Calif. Bank Regains Luster by Making Tough Calls on Costs

A year of austerity has propelled Eldorado Bancorp into the top ranks of Southern California community banks, proof that biting the bullet on costs can pay off.

In its bid for long-term survival, Eldorado left no expense - or employee - unjustified.

"After 1993 we took a hard look at ourselves," said David R. Brown, chief financial officer of the Tustin-based bank. "Any hard look at our cost structure showed that we had to get our costs down to stay competitive here."

While Mr. Brown likens what Eldorado did to what many major banks are doing in the West, the bank stands out among its peers.

California's community banks have some of the highest cost structures in the industry, mostly because of high pay and expensive office space.

Analysts who follow California's independent banks say that if a bank can't attack its cost structure, it will probably have to merge.

In Orange County, Eldorado's home, nearly all of the dozen community banks have overhead expenses exceeding 6% of their assets. In contrast, Eldorado's overhead expense ratio was 4.49% in the third quarter. And in the first quarter this year, with the full benefits of a yearlong restructuring on the books, the overhead ratio fell below 4%.

Eldorado's story starts in 1989, when real estate prices in Southern California were going up 25% a year. Mr. Brown said the $307 million-asset bank was heavyily into construction financing but more selective in purchase financing for real estate. That selectivity kept the bank's real estate credits above water through 1991 and 1992. But in 1993 the appraisals started coming in smaller and smaller.

The bank took a $3.5 million chargeoff and $1.8 million in provisions in the fourth quarter of 1993, resulting in a $1.5 million annual loss.

Galvanized by those losses, managers took a hard look at operations costs.

"I mean, we have 10 branches," Mr. Brown said, "and many of them are very small. We had a very expensive delivery system."

So Eldorado centralized all data processing and credit underwriting functions. That allowed the bank to reduce its branch staffing while better leveraging the employees who were left.

"It allowed (the employees) to spend more time on business development," he said. "Some of them are becoming great salesmen. Others aren't, and they are either in the back office or are no longer with us."

All told, Eldorado has gotten rid of 87 of the 205 employees it had last June, making greater use of part-timers. About 25 employees were jettisoned when the bank hired Fiserv to do its data processing. In all, the cutbacks saved the bank $1.2 million in salary expenses in 1994.

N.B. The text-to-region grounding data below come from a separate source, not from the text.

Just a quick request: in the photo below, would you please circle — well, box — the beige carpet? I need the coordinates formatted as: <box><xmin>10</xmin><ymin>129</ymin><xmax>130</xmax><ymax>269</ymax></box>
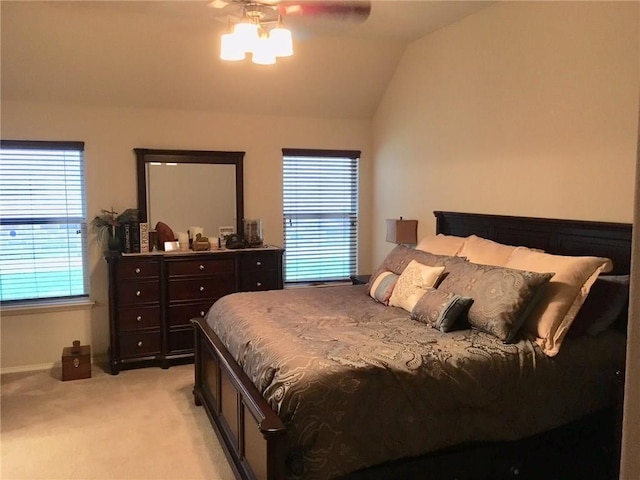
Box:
<box><xmin>1</xmin><ymin>363</ymin><xmax>236</xmax><ymax>480</ymax></box>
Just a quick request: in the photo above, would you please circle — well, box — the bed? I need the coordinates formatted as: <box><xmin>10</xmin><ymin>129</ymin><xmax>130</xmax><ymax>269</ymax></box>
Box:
<box><xmin>191</xmin><ymin>211</ymin><xmax>632</xmax><ymax>480</ymax></box>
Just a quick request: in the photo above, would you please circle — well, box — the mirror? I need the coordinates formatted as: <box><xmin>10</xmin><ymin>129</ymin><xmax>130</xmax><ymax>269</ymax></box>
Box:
<box><xmin>135</xmin><ymin>148</ymin><xmax>244</xmax><ymax>242</ymax></box>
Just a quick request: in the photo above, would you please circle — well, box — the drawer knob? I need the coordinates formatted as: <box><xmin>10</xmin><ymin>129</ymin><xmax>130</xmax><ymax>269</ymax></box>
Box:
<box><xmin>137</xmin><ymin>341</ymin><xmax>143</xmax><ymax>348</ymax></box>
<box><xmin>136</xmin><ymin>290</ymin><xmax>141</xmax><ymax>297</ymax></box>
<box><xmin>136</xmin><ymin>315</ymin><xmax>142</xmax><ymax>322</ymax></box>
<box><xmin>199</xmin><ymin>286</ymin><xmax>205</xmax><ymax>292</ymax></box>
<box><xmin>256</xmin><ymin>261</ymin><xmax>262</xmax><ymax>266</ymax></box>
<box><xmin>199</xmin><ymin>264</ymin><xmax>205</xmax><ymax>270</ymax></box>
<box><xmin>135</xmin><ymin>267</ymin><xmax>141</xmax><ymax>274</ymax></box>
<box><xmin>200</xmin><ymin>311</ymin><xmax>205</xmax><ymax>317</ymax></box>
<box><xmin>256</xmin><ymin>282</ymin><xmax>262</xmax><ymax>287</ymax></box>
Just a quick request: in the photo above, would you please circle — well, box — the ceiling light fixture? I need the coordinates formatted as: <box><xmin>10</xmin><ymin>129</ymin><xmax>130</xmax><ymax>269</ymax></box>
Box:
<box><xmin>220</xmin><ymin>3</ymin><xmax>293</xmax><ymax>65</ymax></box>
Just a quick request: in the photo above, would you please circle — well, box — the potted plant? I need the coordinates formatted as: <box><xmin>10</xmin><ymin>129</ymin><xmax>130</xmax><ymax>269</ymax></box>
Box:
<box><xmin>91</xmin><ymin>208</ymin><xmax>141</xmax><ymax>252</ymax></box>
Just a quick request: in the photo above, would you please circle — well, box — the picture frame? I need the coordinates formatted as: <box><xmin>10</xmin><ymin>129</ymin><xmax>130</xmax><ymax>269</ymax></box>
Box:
<box><xmin>164</xmin><ymin>241</ymin><xmax>179</xmax><ymax>252</ymax></box>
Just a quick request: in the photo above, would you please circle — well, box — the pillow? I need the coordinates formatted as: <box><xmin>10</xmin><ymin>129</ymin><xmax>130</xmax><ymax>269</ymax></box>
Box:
<box><xmin>368</xmin><ymin>245</ymin><xmax>463</xmax><ymax>295</ymax></box>
<box><xmin>504</xmin><ymin>247</ymin><xmax>613</xmax><ymax>356</ymax></box>
<box><xmin>416</xmin><ymin>234</ymin><xmax>466</xmax><ymax>256</ymax></box>
<box><xmin>456</xmin><ymin>235</ymin><xmax>519</xmax><ymax>267</ymax></box>
<box><xmin>368</xmin><ymin>271</ymin><xmax>399</xmax><ymax>305</ymax></box>
<box><xmin>569</xmin><ymin>275</ymin><xmax>630</xmax><ymax>337</ymax></box>
<box><xmin>411</xmin><ymin>288</ymin><xmax>473</xmax><ymax>332</ymax></box>
<box><xmin>437</xmin><ymin>261</ymin><xmax>553</xmax><ymax>343</ymax></box>
<box><xmin>389</xmin><ymin>261</ymin><xmax>445</xmax><ymax>312</ymax></box>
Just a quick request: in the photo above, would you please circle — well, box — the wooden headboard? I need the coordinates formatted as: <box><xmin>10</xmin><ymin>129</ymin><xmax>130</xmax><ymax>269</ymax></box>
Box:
<box><xmin>434</xmin><ymin>211</ymin><xmax>633</xmax><ymax>275</ymax></box>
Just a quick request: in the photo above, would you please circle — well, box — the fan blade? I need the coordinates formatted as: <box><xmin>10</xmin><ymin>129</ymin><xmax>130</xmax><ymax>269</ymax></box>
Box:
<box><xmin>277</xmin><ymin>1</ymin><xmax>371</xmax><ymax>23</ymax></box>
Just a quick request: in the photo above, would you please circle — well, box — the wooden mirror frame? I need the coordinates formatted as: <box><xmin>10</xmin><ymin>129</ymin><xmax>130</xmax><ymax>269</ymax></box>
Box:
<box><xmin>135</xmin><ymin>148</ymin><xmax>245</xmax><ymax>236</ymax></box>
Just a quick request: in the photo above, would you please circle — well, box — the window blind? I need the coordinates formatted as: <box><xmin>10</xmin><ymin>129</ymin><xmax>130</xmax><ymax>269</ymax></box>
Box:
<box><xmin>0</xmin><ymin>140</ymin><xmax>88</xmax><ymax>303</ymax></box>
<box><xmin>283</xmin><ymin>149</ymin><xmax>359</xmax><ymax>283</ymax></box>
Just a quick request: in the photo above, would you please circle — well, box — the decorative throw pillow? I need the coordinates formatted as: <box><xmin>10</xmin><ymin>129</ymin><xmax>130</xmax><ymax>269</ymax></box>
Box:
<box><xmin>411</xmin><ymin>288</ymin><xmax>473</xmax><ymax>332</ymax></box>
<box><xmin>568</xmin><ymin>275</ymin><xmax>630</xmax><ymax>338</ymax></box>
<box><xmin>437</xmin><ymin>261</ymin><xmax>553</xmax><ymax>343</ymax></box>
<box><xmin>368</xmin><ymin>271</ymin><xmax>399</xmax><ymax>305</ymax></box>
<box><xmin>505</xmin><ymin>247</ymin><xmax>613</xmax><ymax>356</ymax></box>
<box><xmin>416</xmin><ymin>234</ymin><xmax>466</xmax><ymax>256</ymax></box>
<box><xmin>368</xmin><ymin>245</ymin><xmax>463</xmax><ymax>295</ymax></box>
<box><xmin>389</xmin><ymin>261</ymin><xmax>445</xmax><ymax>313</ymax></box>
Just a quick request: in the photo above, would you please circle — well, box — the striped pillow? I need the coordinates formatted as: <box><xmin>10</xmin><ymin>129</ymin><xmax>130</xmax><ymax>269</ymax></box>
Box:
<box><xmin>368</xmin><ymin>271</ymin><xmax>399</xmax><ymax>305</ymax></box>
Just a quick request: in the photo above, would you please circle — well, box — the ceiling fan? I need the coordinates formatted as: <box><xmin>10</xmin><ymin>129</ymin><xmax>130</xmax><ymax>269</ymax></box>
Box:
<box><xmin>209</xmin><ymin>0</ymin><xmax>372</xmax><ymax>64</ymax></box>
<box><xmin>210</xmin><ymin>0</ymin><xmax>371</xmax><ymax>24</ymax></box>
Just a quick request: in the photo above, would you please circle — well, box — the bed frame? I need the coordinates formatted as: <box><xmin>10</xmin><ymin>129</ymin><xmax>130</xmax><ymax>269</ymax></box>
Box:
<box><xmin>192</xmin><ymin>211</ymin><xmax>632</xmax><ymax>480</ymax></box>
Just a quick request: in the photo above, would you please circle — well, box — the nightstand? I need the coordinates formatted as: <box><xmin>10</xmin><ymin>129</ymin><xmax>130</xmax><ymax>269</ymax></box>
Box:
<box><xmin>350</xmin><ymin>274</ymin><xmax>371</xmax><ymax>285</ymax></box>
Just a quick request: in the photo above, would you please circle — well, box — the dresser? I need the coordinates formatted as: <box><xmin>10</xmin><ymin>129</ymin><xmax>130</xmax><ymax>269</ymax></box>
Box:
<box><xmin>106</xmin><ymin>246</ymin><xmax>284</xmax><ymax>374</ymax></box>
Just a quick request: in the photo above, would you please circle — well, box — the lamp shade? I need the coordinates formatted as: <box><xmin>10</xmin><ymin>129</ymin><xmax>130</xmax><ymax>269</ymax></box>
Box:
<box><xmin>233</xmin><ymin>22</ymin><xmax>259</xmax><ymax>53</ymax></box>
<box><xmin>220</xmin><ymin>32</ymin><xmax>245</xmax><ymax>61</ymax></box>
<box><xmin>252</xmin><ymin>36</ymin><xmax>276</xmax><ymax>65</ymax></box>
<box><xmin>270</xmin><ymin>27</ymin><xmax>293</xmax><ymax>57</ymax></box>
<box><xmin>386</xmin><ymin>218</ymin><xmax>418</xmax><ymax>244</ymax></box>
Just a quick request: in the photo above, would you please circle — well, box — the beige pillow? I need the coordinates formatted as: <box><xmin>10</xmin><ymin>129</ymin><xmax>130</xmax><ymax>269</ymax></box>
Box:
<box><xmin>416</xmin><ymin>234</ymin><xmax>466</xmax><ymax>256</ymax></box>
<box><xmin>505</xmin><ymin>247</ymin><xmax>613</xmax><ymax>356</ymax></box>
<box><xmin>456</xmin><ymin>235</ymin><xmax>519</xmax><ymax>267</ymax></box>
<box><xmin>389</xmin><ymin>260</ymin><xmax>445</xmax><ymax>312</ymax></box>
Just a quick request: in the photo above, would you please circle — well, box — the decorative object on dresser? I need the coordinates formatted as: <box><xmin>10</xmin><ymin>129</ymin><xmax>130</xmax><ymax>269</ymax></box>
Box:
<box><xmin>91</xmin><ymin>207</ymin><xmax>145</xmax><ymax>253</ymax></box>
<box><xmin>192</xmin><ymin>234</ymin><xmax>211</xmax><ymax>251</ymax></box>
<box><xmin>243</xmin><ymin>219</ymin><xmax>264</xmax><ymax>247</ymax></box>
<box><xmin>106</xmin><ymin>247</ymin><xmax>284</xmax><ymax>374</ymax></box>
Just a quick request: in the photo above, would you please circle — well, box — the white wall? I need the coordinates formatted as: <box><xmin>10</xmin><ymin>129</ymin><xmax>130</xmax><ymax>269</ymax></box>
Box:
<box><xmin>372</xmin><ymin>1</ymin><xmax>639</xmax><ymax>262</ymax></box>
<box><xmin>0</xmin><ymin>101</ymin><xmax>373</xmax><ymax>370</ymax></box>
<box><xmin>371</xmin><ymin>2</ymin><xmax>639</xmax><ymax>478</ymax></box>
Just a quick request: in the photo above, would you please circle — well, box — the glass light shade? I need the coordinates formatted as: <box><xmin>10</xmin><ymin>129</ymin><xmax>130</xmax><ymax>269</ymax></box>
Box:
<box><xmin>233</xmin><ymin>22</ymin><xmax>259</xmax><ymax>53</ymax></box>
<box><xmin>269</xmin><ymin>27</ymin><xmax>293</xmax><ymax>57</ymax></box>
<box><xmin>220</xmin><ymin>33</ymin><xmax>245</xmax><ymax>61</ymax></box>
<box><xmin>252</xmin><ymin>36</ymin><xmax>276</xmax><ymax>65</ymax></box>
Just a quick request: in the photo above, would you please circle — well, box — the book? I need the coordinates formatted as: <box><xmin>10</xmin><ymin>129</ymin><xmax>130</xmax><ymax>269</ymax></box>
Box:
<box><xmin>130</xmin><ymin>221</ymin><xmax>140</xmax><ymax>253</ymax></box>
<box><xmin>140</xmin><ymin>222</ymin><xmax>149</xmax><ymax>253</ymax></box>
<box><xmin>117</xmin><ymin>221</ymin><xmax>140</xmax><ymax>253</ymax></box>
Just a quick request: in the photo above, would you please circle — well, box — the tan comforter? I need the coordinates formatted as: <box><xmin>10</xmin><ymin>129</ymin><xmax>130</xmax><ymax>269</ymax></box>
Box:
<box><xmin>205</xmin><ymin>285</ymin><xmax>625</xmax><ymax>480</ymax></box>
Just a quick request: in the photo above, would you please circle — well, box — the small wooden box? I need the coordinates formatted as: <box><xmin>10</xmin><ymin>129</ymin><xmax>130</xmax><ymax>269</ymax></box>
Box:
<box><xmin>61</xmin><ymin>341</ymin><xmax>91</xmax><ymax>381</ymax></box>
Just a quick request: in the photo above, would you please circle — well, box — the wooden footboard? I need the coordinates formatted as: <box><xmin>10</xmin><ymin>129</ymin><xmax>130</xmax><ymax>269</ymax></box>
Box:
<box><xmin>192</xmin><ymin>316</ymin><xmax>286</xmax><ymax>480</ymax></box>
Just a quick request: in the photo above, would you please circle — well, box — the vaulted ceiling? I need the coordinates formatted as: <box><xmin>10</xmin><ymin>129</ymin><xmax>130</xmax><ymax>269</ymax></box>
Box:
<box><xmin>1</xmin><ymin>1</ymin><xmax>492</xmax><ymax>119</ymax></box>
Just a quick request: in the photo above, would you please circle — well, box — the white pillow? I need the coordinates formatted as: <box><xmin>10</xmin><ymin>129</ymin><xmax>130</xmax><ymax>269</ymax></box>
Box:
<box><xmin>389</xmin><ymin>260</ymin><xmax>445</xmax><ymax>312</ymax></box>
<box><xmin>416</xmin><ymin>234</ymin><xmax>466</xmax><ymax>256</ymax></box>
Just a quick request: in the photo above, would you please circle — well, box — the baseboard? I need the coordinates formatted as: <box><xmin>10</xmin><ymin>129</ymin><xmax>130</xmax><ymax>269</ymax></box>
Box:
<box><xmin>1</xmin><ymin>354</ymin><xmax>108</xmax><ymax>375</ymax></box>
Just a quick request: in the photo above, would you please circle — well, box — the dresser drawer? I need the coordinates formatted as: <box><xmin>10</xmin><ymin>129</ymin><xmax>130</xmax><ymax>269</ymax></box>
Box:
<box><xmin>116</xmin><ymin>260</ymin><xmax>159</xmax><ymax>280</ymax></box>
<box><xmin>168</xmin><ymin>277</ymin><xmax>235</xmax><ymax>302</ymax></box>
<box><xmin>168</xmin><ymin>328</ymin><xmax>194</xmax><ymax>353</ymax></box>
<box><xmin>117</xmin><ymin>280</ymin><xmax>160</xmax><ymax>306</ymax></box>
<box><xmin>119</xmin><ymin>332</ymin><xmax>161</xmax><ymax>357</ymax></box>
<box><xmin>240</xmin><ymin>253</ymin><xmax>279</xmax><ymax>272</ymax></box>
<box><xmin>168</xmin><ymin>302</ymin><xmax>212</xmax><ymax>327</ymax></box>
<box><xmin>241</xmin><ymin>272</ymin><xmax>281</xmax><ymax>292</ymax></box>
<box><xmin>117</xmin><ymin>305</ymin><xmax>161</xmax><ymax>331</ymax></box>
<box><xmin>167</xmin><ymin>258</ymin><xmax>235</xmax><ymax>277</ymax></box>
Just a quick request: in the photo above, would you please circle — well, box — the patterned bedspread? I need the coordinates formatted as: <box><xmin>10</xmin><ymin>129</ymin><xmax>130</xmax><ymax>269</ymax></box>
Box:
<box><xmin>205</xmin><ymin>285</ymin><xmax>626</xmax><ymax>480</ymax></box>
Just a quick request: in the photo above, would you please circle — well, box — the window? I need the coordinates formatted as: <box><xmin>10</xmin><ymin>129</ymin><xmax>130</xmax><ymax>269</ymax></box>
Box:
<box><xmin>283</xmin><ymin>148</ymin><xmax>359</xmax><ymax>284</ymax></box>
<box><xmin>0</xmin><ymin>140</ymin><xmax>88</xmax><ymax>303</ymax></box>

In addition, to save on rental costs and further streamline the back- office functions, management moved its administration from Tustin to an upstairs office of its Irvine branch.

"You can see the significance of it, both in terms of numbers of people gone and its effect on the bottom line," Mr. Brown said.

In the first quarter of this year, the first full quarter after all the severance packages were paid, Eldorado's earnings vaulted 75%, giving it a 1.1% return on assets.